Philadelphia Assembled tells a story of active resistance and radical community building through the personal and collective narratives that make up Philadelphia’s changing urban fabric. These narratives will be explored through a collaborative effort between the Philadelphia Museum of Art and a team of individuals, collectives, and organizations as they experiment with multiple methodologies for amplifying and connecting relationships in Philadelphia’s transforming landscape
Artists, makers, storytellers, gardeners, healers, activists, and other community members will work together to explore social issues that resonate in “The City of Brotherly Love and Sisterly Affection.” Within this project, these urgent concerns are organized around five principles:
Reconstructions: How can we rewrite histories?
Sovereignty: How can we share resources?
Futures: How can we reimagine our tomorrow?
Sanctuary: How can we create safe spaces?
Movement: How can we share knowledge and stories?
Jeanne van Heeswijk is an artist who facilitates the creation of dynamic and diversified public spaces in order to “radicalize the local.” Her long-scale community-embedded projects question art’s autonomy by combining performative actions, discussions, and other forms of organizing and pedagogy in order to enable communities to take control of their own futures.

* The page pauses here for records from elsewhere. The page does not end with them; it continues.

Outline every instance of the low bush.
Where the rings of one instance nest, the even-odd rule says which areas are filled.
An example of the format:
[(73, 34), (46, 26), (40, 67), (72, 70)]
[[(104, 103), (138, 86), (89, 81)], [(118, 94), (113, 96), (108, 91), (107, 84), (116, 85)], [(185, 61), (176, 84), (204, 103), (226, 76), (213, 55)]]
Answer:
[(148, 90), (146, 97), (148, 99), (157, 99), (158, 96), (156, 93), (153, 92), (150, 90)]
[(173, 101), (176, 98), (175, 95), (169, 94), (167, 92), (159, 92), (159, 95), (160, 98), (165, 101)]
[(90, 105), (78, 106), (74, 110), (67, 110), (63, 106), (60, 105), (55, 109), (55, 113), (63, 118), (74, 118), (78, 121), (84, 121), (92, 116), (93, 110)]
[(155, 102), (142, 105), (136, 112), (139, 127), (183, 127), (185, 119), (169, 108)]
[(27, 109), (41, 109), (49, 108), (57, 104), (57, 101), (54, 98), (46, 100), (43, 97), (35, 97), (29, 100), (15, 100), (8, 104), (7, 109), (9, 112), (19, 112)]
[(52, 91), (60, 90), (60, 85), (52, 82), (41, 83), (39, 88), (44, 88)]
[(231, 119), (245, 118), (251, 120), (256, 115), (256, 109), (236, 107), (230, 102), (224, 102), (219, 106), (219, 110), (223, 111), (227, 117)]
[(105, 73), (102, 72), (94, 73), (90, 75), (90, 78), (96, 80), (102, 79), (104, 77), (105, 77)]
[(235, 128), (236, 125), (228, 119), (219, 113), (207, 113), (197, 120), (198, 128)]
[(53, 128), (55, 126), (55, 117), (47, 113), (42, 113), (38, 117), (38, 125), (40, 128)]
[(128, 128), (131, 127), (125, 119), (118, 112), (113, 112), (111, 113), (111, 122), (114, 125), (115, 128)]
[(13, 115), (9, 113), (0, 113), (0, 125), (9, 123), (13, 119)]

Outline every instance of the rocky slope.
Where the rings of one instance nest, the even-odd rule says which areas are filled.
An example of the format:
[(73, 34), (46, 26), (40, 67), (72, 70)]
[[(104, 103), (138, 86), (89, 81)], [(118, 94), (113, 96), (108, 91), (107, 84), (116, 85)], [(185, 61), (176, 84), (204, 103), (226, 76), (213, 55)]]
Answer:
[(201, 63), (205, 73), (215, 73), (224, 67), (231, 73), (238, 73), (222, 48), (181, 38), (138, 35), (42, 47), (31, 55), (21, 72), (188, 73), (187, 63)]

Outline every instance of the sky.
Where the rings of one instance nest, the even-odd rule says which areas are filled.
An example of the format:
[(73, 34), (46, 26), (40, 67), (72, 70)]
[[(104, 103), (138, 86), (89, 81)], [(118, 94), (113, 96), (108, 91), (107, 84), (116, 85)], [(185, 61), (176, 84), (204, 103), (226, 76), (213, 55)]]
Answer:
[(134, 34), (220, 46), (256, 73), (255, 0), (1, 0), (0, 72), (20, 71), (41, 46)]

Van Heeswijk’s work has been featured in publications and exhibitions worldwide, including the Liverpool, Shanghai, and Venice biennials. She received the 2011 Leonore Annenberg Prize for Art and Social Change, the 2012 Curry Stone Prize for Social Design Pioneers, and in 2014 was awarded the inaugural Keith Haring Fellowship in Art and Activism at the Center for Curatorial Studies and Human Rights Project at Bard College. She lives and works in Rotterdam and Philadelphia.